Isso foi questionado por Cerinto e outros gnósticos, que ensinavam ter sido a concepção de Jesus algo natural, decorrente da união de um homem com uma mulher. Naquela época, o problema era essencialmente cristológico, pois se duvidava da encarnação de Deus. Hoje em dia, essa mesma heresia está sendo defendida pelo liberalismo teológico, só que não pelo mesmo caminho dos gnósticos. Hoje a heresia é fruto de uma anterior vulgarização da figura de Maria. Primeiro Maria se tornou uma mulher comum, depois sua concepção deixou de ser milagrosa e tornou-se igualmente comum. Apesar de o liberalismo teológico descrer na encarnação de Deus, isso não é a fonte da heresia. Talvez seja, inclusive, a consequência.
Se Maria permaneceu virgem ou não após o nascimento de Jesus, sobre isso iremos falar mais adiante. 
Quanto a Lutero, ele com certeza acreditava na virgindade perpétua de Maria:

"Assim Elvídio, criatura estúpida, também quis que Maria haja tido filhos depois de Cristo, baseando-se nestas palavras do evangelista: 'E José não conheceu sua noiva Maria, até que ela deu à luz o seu primogênito'. Quis ele entender essas palavras como significando que, depois do primeiro filho, ela teve outros. Néscio grosseiro! Deu-lhe resposta acertada S. Jerônimo" (Vom Schem Hamphoras und vom Geschlecht Christi, 1543).

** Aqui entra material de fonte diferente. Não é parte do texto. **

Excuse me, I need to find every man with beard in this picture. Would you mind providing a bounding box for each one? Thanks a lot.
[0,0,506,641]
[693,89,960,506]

Jesus é verdadeira semente de Maria. Isso significa, no modo de falar do povo hebreu, que Jesus foi concebido e gerado a partir do corpo de Maria. Ele não foi colocado lá, criado lá, mas constituído lá. Isso para nós é dogma!
Alguns transformaram Maria em uma espécie de barriga de aluguel. Roubam dela a maternidade real. Embora a concepção tenha sido milagrosa, a formação da humanidade de Cristo não foi. Pelo contrário, a gestação de Maria foi uma gestação normal. A semente é de Maria, o corpo de Cristo se formou a partir do corpo de Maria, a substância de Cristo se formou a partir da substância de Maria. Negar isso é negar a semente da mulher, prometida a Eva. Negar isso é negar a encarnação do Verbo!
Sobre isso, Lutero afirma o seguinte:

"Igualmente, não é suficientemente claro que o anjo Gabriel é enviado à virgem Maria e diz: 'Eis que conceberás no teu corpo e darás à luz um filho'? Que poderia ser mais claro e evidente? Quem não sabe o que significa conceber e levar um filho no ventre ou [carregar um filho] fisicamente e dar à luz? Mas houve e há pessoas (como o bando dos anabatistas em Münster atualmente) que negam que esteja escrito que Cristo é o filho natural da Virgem, nascido da carne e do sangue dela. Eles querem convencer as pessoas a crer que expressões como 'conceber' e 'dar à luz' não equivalem a ser verdadeiramente mãe e que a criança ou filho não é uma criança natural, mas um abobado ou um monstrengo" (Os capítulos 14 e 15 de S. João, pregados e interpretados pelo Dr. Martinho Lutero e capítulo 16 de S. João, pregado e explicado).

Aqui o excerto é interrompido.